Why it matters: The era of America as the world's biggest customer looks like it might be over.
- Leaders of major international organizations now warn the world has relied too much on the U.S. for economic growth, echoing White House calls for the rest of the globe to pick up the slack.
What they're saying: "Countries should renew their focus on internal and external macroeconomic imbalances," Kristalina Georgieva, the head of the International Monetary Fund, said yesterday.
- "[E]xternal surpluses and deficits can create fertile ground for trade tensions," Georgieva said in a speech titled "Toward a Better Balanced and More Resilient World Economy."
The World Trade Organization had a similar message this week.
- "Over-concentration — whether it's where we buy from or where we sell to — leads to over-dependence, making economies more vulnerable to shocks and fostering a sense of unfair burden sharing," Ngozi Okonjo-Iweala, the group's director, told reporters.
- "The U.S. has a point when it says too many countries are dependent on its market or the production of some critical inputs are too concentrated in certain sectors and geographies," Okonjo-Iweala added.
The big picture: That is a nod to countries that sell far more goods and services abroad than they buy from others.
- In the current protectionist era, that creates a huge new risk.
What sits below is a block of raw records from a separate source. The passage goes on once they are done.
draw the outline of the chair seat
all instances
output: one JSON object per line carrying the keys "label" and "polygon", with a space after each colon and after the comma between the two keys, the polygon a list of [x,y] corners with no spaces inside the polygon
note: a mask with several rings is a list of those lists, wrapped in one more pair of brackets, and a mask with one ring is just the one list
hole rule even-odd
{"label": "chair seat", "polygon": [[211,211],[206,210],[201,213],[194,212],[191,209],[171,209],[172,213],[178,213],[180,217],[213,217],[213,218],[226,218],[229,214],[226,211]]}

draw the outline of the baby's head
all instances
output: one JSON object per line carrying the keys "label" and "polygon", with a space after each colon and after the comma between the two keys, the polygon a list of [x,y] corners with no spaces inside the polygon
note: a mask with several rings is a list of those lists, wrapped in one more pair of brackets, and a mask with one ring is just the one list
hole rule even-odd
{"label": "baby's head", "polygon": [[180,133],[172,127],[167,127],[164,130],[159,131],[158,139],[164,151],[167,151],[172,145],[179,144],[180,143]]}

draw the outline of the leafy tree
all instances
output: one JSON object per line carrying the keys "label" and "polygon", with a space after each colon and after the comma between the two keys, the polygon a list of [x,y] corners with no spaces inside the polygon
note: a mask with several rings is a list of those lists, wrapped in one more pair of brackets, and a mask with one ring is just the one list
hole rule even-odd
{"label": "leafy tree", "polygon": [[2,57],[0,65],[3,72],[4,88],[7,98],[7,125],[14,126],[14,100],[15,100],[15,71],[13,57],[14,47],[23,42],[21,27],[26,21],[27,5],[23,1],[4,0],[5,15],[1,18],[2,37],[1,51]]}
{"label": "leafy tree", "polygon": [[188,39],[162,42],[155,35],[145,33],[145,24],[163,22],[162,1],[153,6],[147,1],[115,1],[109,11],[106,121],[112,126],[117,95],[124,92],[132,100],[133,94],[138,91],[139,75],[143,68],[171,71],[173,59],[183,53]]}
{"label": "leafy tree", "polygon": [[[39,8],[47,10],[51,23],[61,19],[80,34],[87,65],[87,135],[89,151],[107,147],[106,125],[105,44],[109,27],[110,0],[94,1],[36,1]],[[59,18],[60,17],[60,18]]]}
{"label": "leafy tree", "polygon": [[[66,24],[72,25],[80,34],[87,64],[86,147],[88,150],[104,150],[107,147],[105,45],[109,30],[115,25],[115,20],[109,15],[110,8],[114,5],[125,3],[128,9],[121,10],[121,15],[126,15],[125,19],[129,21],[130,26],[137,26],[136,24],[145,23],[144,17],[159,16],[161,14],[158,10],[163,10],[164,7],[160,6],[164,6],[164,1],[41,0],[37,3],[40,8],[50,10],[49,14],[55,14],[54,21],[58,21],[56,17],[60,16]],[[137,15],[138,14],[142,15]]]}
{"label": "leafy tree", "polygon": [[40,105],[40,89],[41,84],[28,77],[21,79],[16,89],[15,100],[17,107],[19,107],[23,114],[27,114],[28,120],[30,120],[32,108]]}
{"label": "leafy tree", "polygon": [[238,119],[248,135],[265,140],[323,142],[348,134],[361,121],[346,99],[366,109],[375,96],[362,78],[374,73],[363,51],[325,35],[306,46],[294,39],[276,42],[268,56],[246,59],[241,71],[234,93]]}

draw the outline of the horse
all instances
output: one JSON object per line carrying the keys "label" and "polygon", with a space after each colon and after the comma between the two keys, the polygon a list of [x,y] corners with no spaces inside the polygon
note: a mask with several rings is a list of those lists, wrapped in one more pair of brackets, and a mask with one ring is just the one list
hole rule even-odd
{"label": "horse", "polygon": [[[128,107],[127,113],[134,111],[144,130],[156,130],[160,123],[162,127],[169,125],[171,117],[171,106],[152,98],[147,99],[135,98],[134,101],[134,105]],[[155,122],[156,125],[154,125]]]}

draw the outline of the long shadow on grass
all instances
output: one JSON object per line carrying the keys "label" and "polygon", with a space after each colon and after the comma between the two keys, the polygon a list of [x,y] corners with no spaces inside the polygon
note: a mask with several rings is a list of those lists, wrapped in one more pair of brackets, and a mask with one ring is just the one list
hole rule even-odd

Never before has the U.S. — the world's biggest consumer — threatened a sudden withdrawal from the global stage.
Between the lines: Trump and some top economic advisers believe that America has footed the global bill for too long.
- But the U.S. imports only what there is demand for. Domestic consumers get low-cost goods, while manufacturers can source cheap inputs as they focus on producing more complex products. Tariffs threaten those benefits.
"Horrendous imbalances have devastated our industrial base and put our national security at risk," Trump said before announcing the reciprocal tariffs that were paused exactly one week later.
- Stephen Miran, the chair of the Council of Economic Advisors, called for "improved burden-sharing at the global level" in a recent speech.
Threat level: The rapid unraveling of the global trading system will be painful, with no time for the most vulnerable nations to adjust.
- The WTO forecast this week that global trade will plummet this year and weigh on economic growth as a result of Trump's tariffs.
- The IMF will release its latest economic forecasts next week, which Georgieva said will include "notable markdowns."
The bottom line: "Smaller advanced economies and most emerging markets rely more on trade for their growth, and are thus more exposed," Georgieva said.